Trajectory Based Human Behaviour Understanding

Understanding and predicting crowd behaviour in complex real world scenarios has a vast number of applications, from designing intelligent security systems to deploying socially-aware robots. Despite significant interest from researchers in domains such as abnormal event detection, traffic flow estimation and behaviour prediction; accurately modelling and predicting crowd behaviour has remained a challenging problem due to its complex nature.

As humans we possess an intuitive ability for navigation which we master through years of practice; and as such these complex dynamics cannot be captured with only a handful of hand-crafted features. We believe that directly learning from the trajectories of pedestrians of interest (i.e. pedestrian who’s trajectory we seek to predict) along with their neighbours holds the key to modelling the natural ability for navigation we posses. In these projects we propose data driven approaches which learn the relationship between neighbouring trajectories in an unsupervised manner. The resultant feature embeddings can be utilised for variety of tasks, including, future behaviour anticipation, abnormal event detection and group detection.

Soft + Hardwired Attention: An LSTM Framework for Human Trajectory Prediction and Abnormal Event Detection

In this project we propose a novel method to predict the future motion of a pedestrian given a short history of their, and their neighbours, past behaviour.

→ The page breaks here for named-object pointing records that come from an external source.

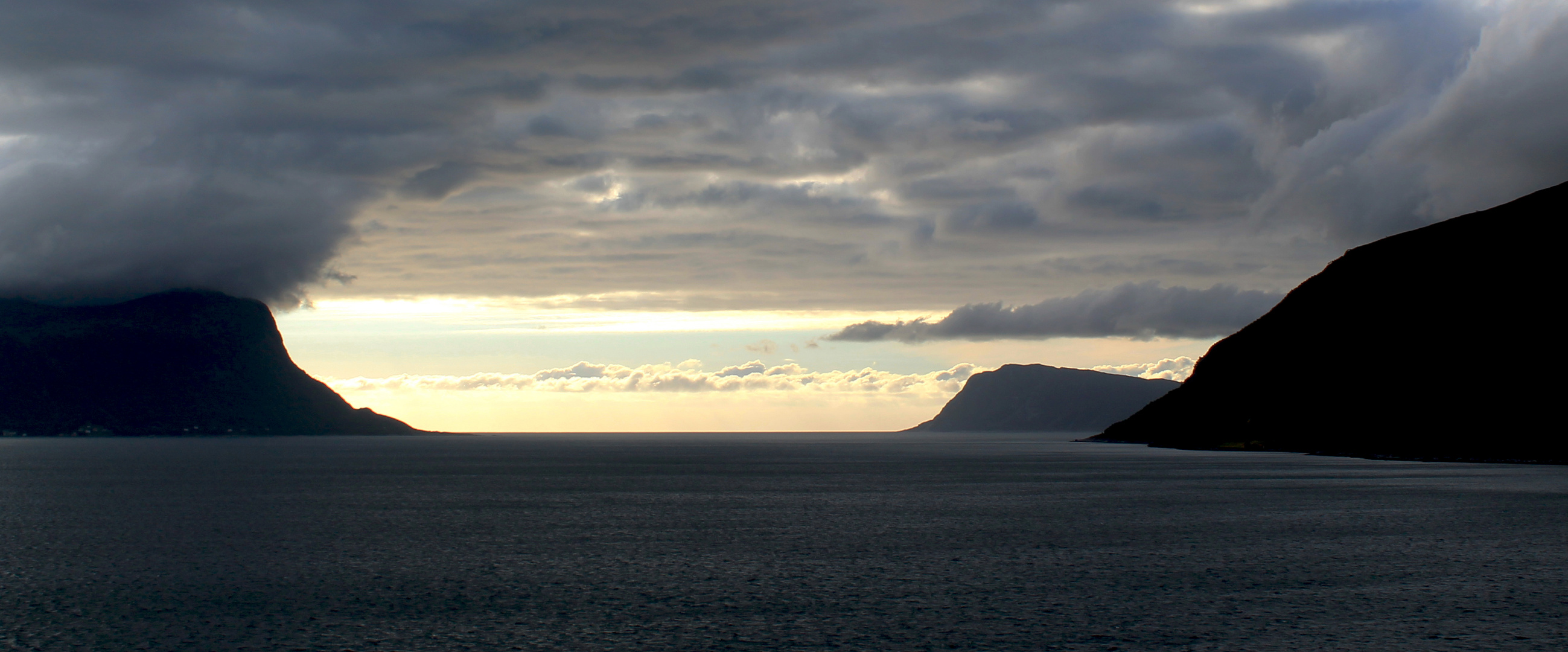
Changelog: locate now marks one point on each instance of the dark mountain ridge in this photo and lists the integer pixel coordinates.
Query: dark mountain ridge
(176, 363)
(1040, 398)
(1410, 347)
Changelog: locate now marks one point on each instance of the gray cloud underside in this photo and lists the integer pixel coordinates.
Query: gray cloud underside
(1129, 309)
(819, 153)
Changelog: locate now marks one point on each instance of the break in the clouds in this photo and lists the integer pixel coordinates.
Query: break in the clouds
(863, 154)
(686, 377)
(1131, 309)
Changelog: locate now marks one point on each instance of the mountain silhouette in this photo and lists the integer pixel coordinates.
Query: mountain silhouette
(1423, 345)
(176, 363)
(1040, 398)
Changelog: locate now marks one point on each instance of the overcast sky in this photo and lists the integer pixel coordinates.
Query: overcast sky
(1191, 161)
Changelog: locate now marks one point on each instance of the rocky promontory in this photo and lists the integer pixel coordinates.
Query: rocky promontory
(1040, 398)
(176, 363)
(1423, 345)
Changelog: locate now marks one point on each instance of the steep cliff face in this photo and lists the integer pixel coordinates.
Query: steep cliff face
(1423, 345)
(177, 363)
(1039, 398)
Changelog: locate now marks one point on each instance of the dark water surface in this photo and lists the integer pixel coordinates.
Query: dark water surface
(867, 543)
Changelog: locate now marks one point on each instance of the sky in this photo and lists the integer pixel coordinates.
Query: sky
(739, 215)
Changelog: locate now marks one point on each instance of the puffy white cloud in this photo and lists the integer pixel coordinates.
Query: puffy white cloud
(686, 377)
(1129, 309)
(1170, 369)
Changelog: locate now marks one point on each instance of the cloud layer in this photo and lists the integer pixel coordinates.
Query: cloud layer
(687, 377)
(852, 154)
(1170, 369)
(1131, 309)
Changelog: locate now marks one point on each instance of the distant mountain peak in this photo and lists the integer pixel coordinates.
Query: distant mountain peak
(1409, 347)
(1042, 398)
(174, 363)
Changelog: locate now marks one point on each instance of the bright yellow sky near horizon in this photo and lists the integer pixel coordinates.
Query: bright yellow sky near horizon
(515, 366)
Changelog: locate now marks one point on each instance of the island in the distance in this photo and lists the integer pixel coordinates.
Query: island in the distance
(176, 363)
(1040, 398)
(1433, 344)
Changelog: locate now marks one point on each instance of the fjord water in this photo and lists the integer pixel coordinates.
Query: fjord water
(759, 543)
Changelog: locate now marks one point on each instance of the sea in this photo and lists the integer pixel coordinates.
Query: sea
(783, 541)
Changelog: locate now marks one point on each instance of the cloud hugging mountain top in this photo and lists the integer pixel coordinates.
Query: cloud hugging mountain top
(792, 145)
(1131, 309)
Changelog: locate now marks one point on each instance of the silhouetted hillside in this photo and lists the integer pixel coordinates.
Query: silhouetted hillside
(1039, 398)
(177, 363)
(1423, 345)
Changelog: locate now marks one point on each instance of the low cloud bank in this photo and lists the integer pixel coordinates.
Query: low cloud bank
(687, 377)
(1129, 309)
(1170, 369)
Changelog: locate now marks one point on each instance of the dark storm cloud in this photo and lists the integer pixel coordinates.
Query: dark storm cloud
(232, 145)
(1129, 309)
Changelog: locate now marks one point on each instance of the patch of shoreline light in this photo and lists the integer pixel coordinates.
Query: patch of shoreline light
(609, 312)
(686, 377)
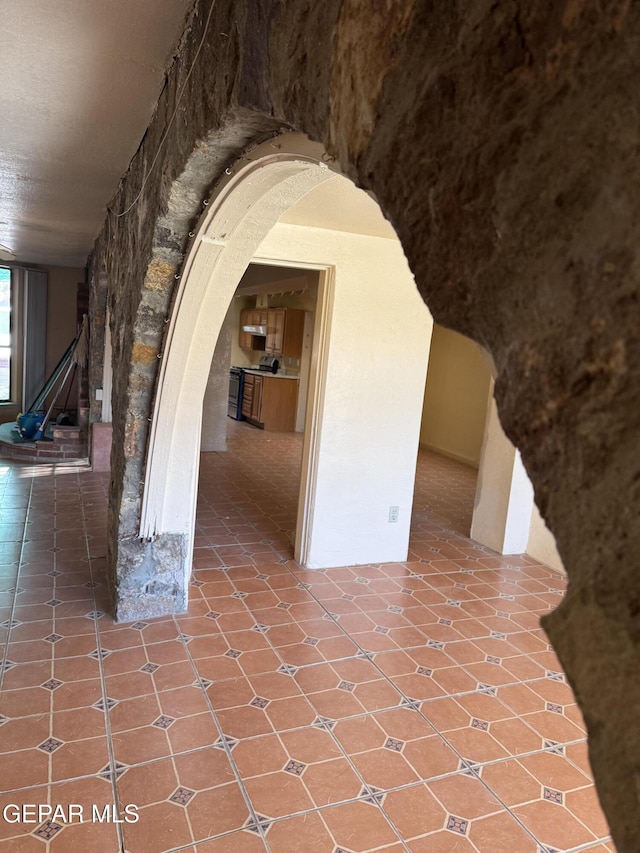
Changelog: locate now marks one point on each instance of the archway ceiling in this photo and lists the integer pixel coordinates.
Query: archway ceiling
(339, 205)
(78, 84)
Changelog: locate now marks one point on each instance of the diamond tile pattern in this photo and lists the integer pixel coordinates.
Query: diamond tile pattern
(403, 706)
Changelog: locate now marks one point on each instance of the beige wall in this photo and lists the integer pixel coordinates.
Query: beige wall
(456, 395)
(542, 543)
(61, 311)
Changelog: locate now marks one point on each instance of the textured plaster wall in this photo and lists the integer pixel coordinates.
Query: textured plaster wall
(501, 141)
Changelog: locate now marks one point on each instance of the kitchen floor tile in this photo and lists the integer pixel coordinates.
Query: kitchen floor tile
(355, 706)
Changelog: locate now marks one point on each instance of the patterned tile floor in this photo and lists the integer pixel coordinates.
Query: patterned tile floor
(401, 707)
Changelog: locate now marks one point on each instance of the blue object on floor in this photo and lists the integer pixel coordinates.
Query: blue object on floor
(29, 424)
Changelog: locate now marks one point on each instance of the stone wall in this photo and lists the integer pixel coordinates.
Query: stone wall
(500, 140)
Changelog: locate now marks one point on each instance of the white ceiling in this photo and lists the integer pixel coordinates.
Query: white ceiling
(79, 80)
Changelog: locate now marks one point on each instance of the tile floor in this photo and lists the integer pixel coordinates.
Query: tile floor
(402, 707)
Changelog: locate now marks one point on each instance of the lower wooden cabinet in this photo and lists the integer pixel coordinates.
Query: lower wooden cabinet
(269, 402)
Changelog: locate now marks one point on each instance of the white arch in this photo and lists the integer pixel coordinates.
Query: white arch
(346, 501)
(242, 212)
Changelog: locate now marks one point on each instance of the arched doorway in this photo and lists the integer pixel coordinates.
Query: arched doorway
(359, 522)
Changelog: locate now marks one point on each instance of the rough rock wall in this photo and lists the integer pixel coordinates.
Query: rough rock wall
(500, 139)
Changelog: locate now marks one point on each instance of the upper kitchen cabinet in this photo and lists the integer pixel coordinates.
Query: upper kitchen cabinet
(285, 331)
(253, 326)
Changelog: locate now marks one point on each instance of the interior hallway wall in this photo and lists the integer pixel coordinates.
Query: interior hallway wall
(61, 311)
(455, 397)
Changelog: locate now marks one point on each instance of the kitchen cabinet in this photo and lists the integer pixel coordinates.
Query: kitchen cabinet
(270, 402)
(252, 317)
(285, 330)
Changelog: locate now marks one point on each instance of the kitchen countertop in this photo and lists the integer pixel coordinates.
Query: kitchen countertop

A sample surveillance scene (on the left): The trajectory of the pedestrian of interest is shown in green, and has two neighbours (shown in purple) to the left, one in front and none on right. Neighbourhood encoding scheme (on the right): Trajectory information is encoded with LSTM encoders. A soft attention context vector is used to embed the trajectory information from the pedestrian of interest, and a hardwired attention context vector is used for neighbouring trajectories. The merged context vector is then used to predict the future trajectory for the pedestrian of interest (shown in red).

When attaining this task we need to consider multiple feature sequences in the form of trajectory information from the pedestrian of interest and their neighbours when predicting the output sequence. Aligning all features together is not optimal as they have different degrees of influence (i.e. a person walking directly next to the target has greater influence than a person several meters away). However, aligning each input trajectory sequence separately via a separate soft attention model is computationally expensive.

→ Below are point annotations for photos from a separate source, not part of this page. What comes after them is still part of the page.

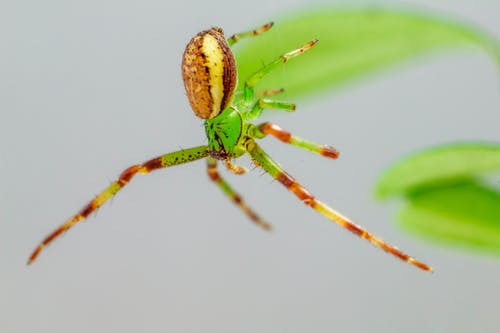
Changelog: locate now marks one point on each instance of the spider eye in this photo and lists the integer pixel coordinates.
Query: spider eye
(209, 73)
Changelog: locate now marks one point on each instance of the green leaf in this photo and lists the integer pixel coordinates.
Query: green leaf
(440, 165)
(465, 214)
(353, 43)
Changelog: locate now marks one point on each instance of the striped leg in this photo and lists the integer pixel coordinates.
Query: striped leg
(271, 167)
(236, 37)
(164, 161)
(264, 103)
(264, 129)
(214, 175)
(252, 80)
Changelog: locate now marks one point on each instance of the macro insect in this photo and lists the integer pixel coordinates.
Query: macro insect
(210, 76)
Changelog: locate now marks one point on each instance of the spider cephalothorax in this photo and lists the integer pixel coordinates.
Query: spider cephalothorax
(209, 73)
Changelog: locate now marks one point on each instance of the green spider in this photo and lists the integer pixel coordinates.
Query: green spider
(210, 77)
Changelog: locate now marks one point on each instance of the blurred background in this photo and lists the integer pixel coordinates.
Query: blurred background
(89, 88)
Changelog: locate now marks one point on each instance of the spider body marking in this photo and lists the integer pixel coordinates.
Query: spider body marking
(210, 79)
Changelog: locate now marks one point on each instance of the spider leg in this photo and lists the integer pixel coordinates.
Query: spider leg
(271, 92)
(271, 167)
(164, 161)
(236, 37)
(265, 103)
(256, 77)
(214, 175)
(264, 129)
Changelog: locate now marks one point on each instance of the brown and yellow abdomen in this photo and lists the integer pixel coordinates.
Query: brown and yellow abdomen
(209, 73)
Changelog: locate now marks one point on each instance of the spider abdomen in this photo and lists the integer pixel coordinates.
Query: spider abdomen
(209, 73)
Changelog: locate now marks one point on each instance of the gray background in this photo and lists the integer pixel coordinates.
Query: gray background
(90, 87)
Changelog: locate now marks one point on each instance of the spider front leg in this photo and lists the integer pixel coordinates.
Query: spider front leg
(236, 37)
(248, 89)
(264, 129)
(164, 161)
(271, 167)
(214, 175)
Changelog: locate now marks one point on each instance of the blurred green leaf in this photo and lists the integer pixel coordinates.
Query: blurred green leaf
(440, 165)
(353, 43)
(465, 214)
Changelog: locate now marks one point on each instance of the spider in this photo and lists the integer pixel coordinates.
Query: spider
(210, 75)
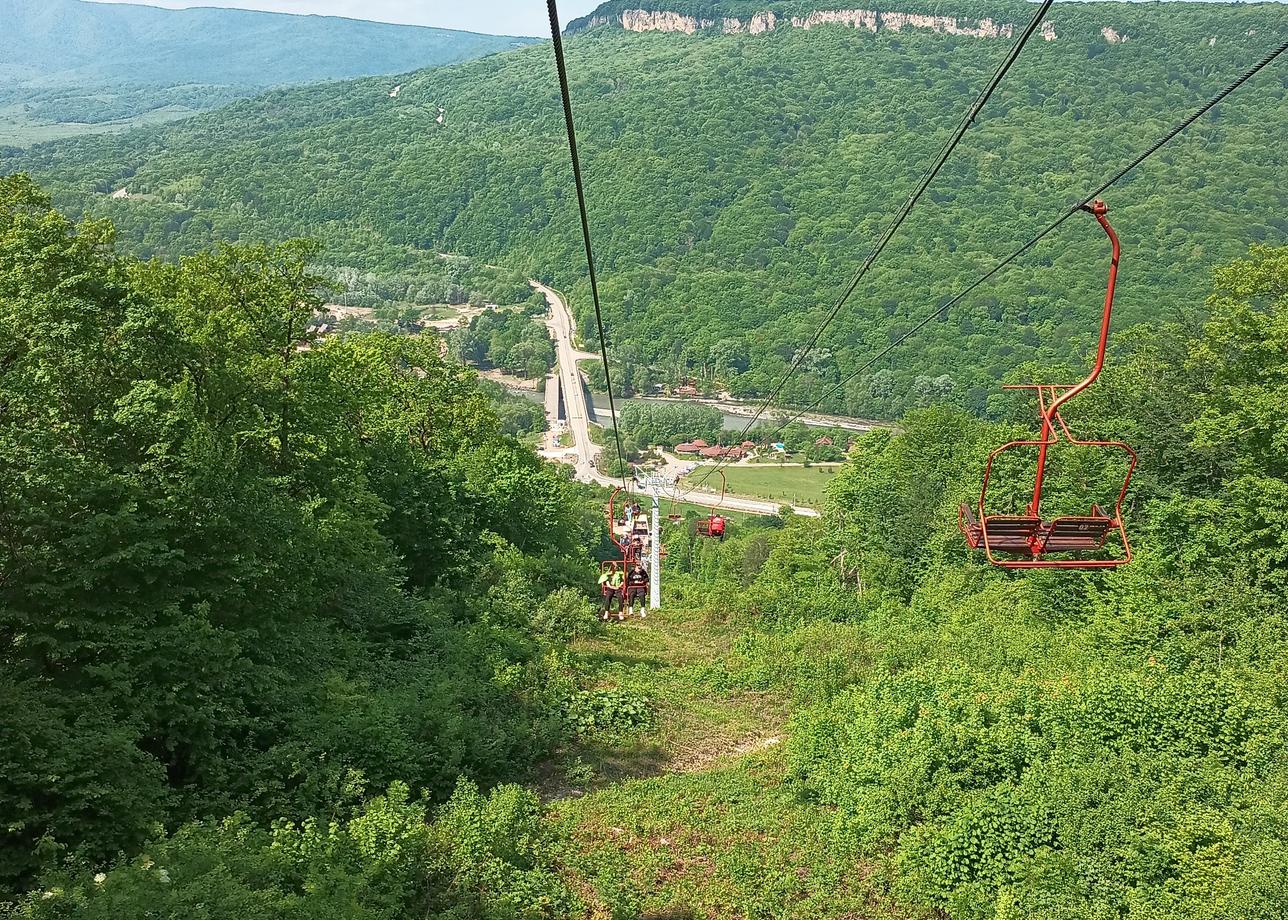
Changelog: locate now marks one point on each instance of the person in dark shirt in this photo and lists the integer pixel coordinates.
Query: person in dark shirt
(636, 588)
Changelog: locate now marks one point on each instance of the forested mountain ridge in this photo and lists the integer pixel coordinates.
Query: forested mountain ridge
(71, 62)
(736, 181)
(282, 621)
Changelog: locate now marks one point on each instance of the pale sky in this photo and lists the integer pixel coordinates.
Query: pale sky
(500, 17)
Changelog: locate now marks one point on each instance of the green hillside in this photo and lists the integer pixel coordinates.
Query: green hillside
(74, 67)
(299, 633)
(736, 181)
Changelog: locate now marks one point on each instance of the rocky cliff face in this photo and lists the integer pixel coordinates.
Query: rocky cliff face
(767, 21)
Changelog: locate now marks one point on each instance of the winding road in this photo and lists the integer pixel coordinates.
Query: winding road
(568, 380)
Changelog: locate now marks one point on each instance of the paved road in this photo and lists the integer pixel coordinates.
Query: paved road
(584, 450)
(577, 415)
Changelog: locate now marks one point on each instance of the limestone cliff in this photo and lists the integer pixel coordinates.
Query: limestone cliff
(767, 21)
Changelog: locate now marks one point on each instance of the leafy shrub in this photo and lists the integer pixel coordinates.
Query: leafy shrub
(607, 713)
(564, 615)
(497, 856)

The novelty of the proposed method is the combined attention model which utilises both “soft attention” as well as “hard-wired” attention in order to map the trajectory information from the local neighbourhood to the future positions of the pedestrian of interest.

We illustrate how a simple approximation of attention weights (i.e hard-wired) can be merged together with soft attention weights in order to make our model applicable for challenging real world scenarios with hundreds of neighbours.

We demonstrate that our approach is capable of learning the common patterns in human navigation behaviour, and achieves improved predictions for pedestrians paths over the current state-of-the-art methodologies. Furthermore, we apply the proposed method for abnormal human behaviour detection.


GD-GAN: Generative Adversarial Networks for Trajectory Prediction and Group Detection in Crowds

Group detection has become a mandatory part of an intelligent surveillance system; however this group detection task presents several new challenges. Other than identifying and tracking pedestrians from video, modelling the semantics of human social interaction and cultural gestures over a short sequence of clips is extremely challenging.

Most existing approaches for group detection incorporate handcrafted physics based features such as relative distance between pedestrians, trajectory shape and motion based features to model their social affinity. However, proximity doesn’t always describe the group membership. For instance two pedestrians sharing a common goal may start their trajectories in two distinct source positions, however, meet in the middle. Hence we believe being reliant on a handful of handcrafted features to be sub-optimal.

In this project we propose a deep learning algorithm which automatically learns these group attributes. We take inspiration from trajectory modelling where the contextual information is derived from the local neighbourhood. We further augment this approach with a Generative Adversarial Network (GAN) learning pipeline where we learn a custom, task specific loss function which is specifically tailored for future trajectory prediction, learning to imitate complex human behaviours.

The simplistic nature of the proposed framework offers direct transferability among different environments when compared to the supervised learning approaches which require re-training of the group detection process whenever the surveillance scene changes. This ability is a result of the proposed deep feature learning framework which learns the required group attributes automatically and attains commendable results among the state-of-the-art.